What comes of all that is a crap shoot, and mostly not under your control, particularly given the modern minefield of radio play. But there are other ways to get your music heard. Movies, for instance.
It worked for Pete Droge. As a mid-twentysomething upstart in Seattle sporting a bag full of catchy, rootsy original material at the peak of the grunge takeover, Droge easily could have been lost in the shuffle when his 1994 debut Necktie Second came out on American Recordings — if not for the prime placement of his song “If You Don’t Love Me, I’ll Kill Myself” in Jim Carrey’s box-office blockbuster, Dumb And Dumber.
The movie may have lived down to its title, but the millions who went to see it heard Droge’s tune in a prime spot during the film, and again over the closing credits. Lyrically clever and driven by an instantly memorable melody, “If You Don’t Love Me” gave Droge the kind of career boost out of the gate that few artists are fortunate enough to receive.
“I remember specifically when I was told it was going to be in there, and I was like, oh, that’s cool, great,” Droge shrugs, recounting his relative indifference at the time. “I had no idea. And it’s like, ‘Oh, they’ve got a $20 million advertising budget.’ I’m like, oh, that’s cool, is that a lot? ‘Jim Carrey, he’s a big star, he’s gonna be huge.’ I’m like, oh, OK.

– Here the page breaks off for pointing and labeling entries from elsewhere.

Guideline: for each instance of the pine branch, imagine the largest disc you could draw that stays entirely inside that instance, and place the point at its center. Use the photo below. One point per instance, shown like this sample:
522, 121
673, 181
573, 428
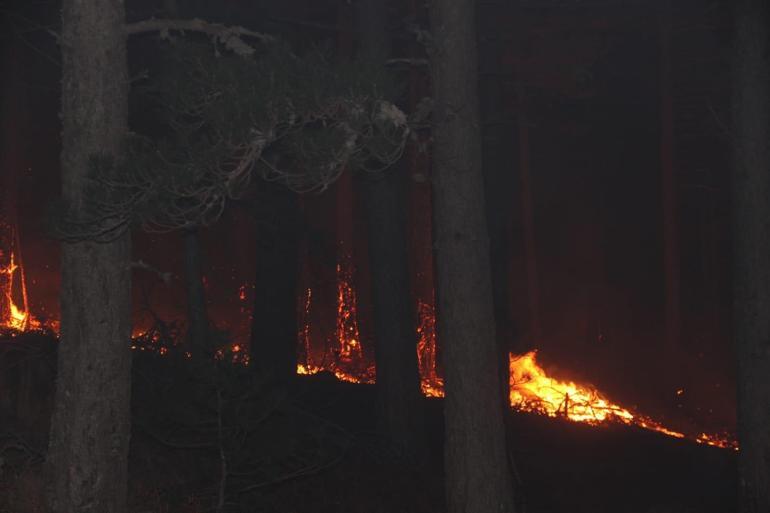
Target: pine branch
230, 36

“I really had no idea of the staying power of a movie like that, and what that meant. You know, the song’s played again on the end titles; and then, the next thing that everybody wants is to be the lead single from the soundtrack album. To even be on the soundtrack album, everybody wants that, and then to be the single from the soundtrack — all that happened. I had no idea that these were the things that everybody was fighting tooth and nail to get.”

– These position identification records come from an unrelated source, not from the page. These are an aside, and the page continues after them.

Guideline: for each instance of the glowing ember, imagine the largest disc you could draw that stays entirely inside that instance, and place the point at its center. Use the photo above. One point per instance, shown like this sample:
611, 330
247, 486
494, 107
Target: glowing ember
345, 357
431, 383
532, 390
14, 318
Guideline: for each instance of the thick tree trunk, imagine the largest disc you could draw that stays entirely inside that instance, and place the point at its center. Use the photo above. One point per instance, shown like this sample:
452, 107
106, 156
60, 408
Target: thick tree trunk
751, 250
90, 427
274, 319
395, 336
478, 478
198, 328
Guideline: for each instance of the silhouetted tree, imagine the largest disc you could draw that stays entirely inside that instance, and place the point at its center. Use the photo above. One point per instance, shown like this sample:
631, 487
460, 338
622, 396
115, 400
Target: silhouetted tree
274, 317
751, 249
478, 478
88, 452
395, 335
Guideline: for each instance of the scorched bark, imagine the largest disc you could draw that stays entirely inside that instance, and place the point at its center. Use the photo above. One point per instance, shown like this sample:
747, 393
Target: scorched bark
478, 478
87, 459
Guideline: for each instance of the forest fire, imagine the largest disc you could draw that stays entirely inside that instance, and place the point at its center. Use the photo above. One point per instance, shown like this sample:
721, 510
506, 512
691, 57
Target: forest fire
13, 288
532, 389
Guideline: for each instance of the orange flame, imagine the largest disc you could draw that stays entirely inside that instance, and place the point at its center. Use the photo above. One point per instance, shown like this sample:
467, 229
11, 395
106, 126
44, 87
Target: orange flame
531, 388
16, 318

If all Droge gained from the experience was a music-biz lesson, it would have been plenty worthwhile — but it turns out that movies have affected the craft of his art as well. His increasing awareness of the relationship between music and film (he followed that first break with the title song in Matt Dillon’s 1996 film Beautiful Girls, and he had a brief cameo in Cameron Crowe’s Almost Famous) eventually led him to the realm of creating musical scores for independent films.
Droge’s scores adorned the 2002 indie Tattoo, A Love Story and 2003’s Catching Out. The exercise of writing instrumental passages and interludes, rather than lyric-based songs, helped to transform his own music. The impact is evident on Under The Waves, Droge’s fifth solo album, released August 15 on his own Puzzle Tree Records.
“I think it changed the way that I approach melody,” Droge offers. “The record was really sort of influenced by scoring, in that I wanted the music beds to hold up as instrumental tracks, and arrangement-wise to stay out of the way of the vocal — which is what you do with scoring.
“You can’t put a bunch of stuff in the midrange area, because people are talking. If you put all the instruments in the same range where speech recognition is, you end up with a score that they’re just gonna turn way down. So you arrange things to stay out of the way of the dialogue….That idea applied to songwriting was exciting, because you end up with tracks where there’s immense space for the vocal to sit on top of the mix.”
He points to the new album’s “Butterfly” as a prime example, and it’s clear to hear what he’s talking about. Where Droge’s 1990s major-label work tended toward sonically dense and layered arrangements, the elegant guitar opening to “Butterfly” floats in crisp and clean like a cool breeze blowing across the northern lights. The elegant, bittersweet lyrics — “Don’t be afraid to leave the ground/When you land you won’t make a sound” — glide above the music as gracefully as the song’s namesake.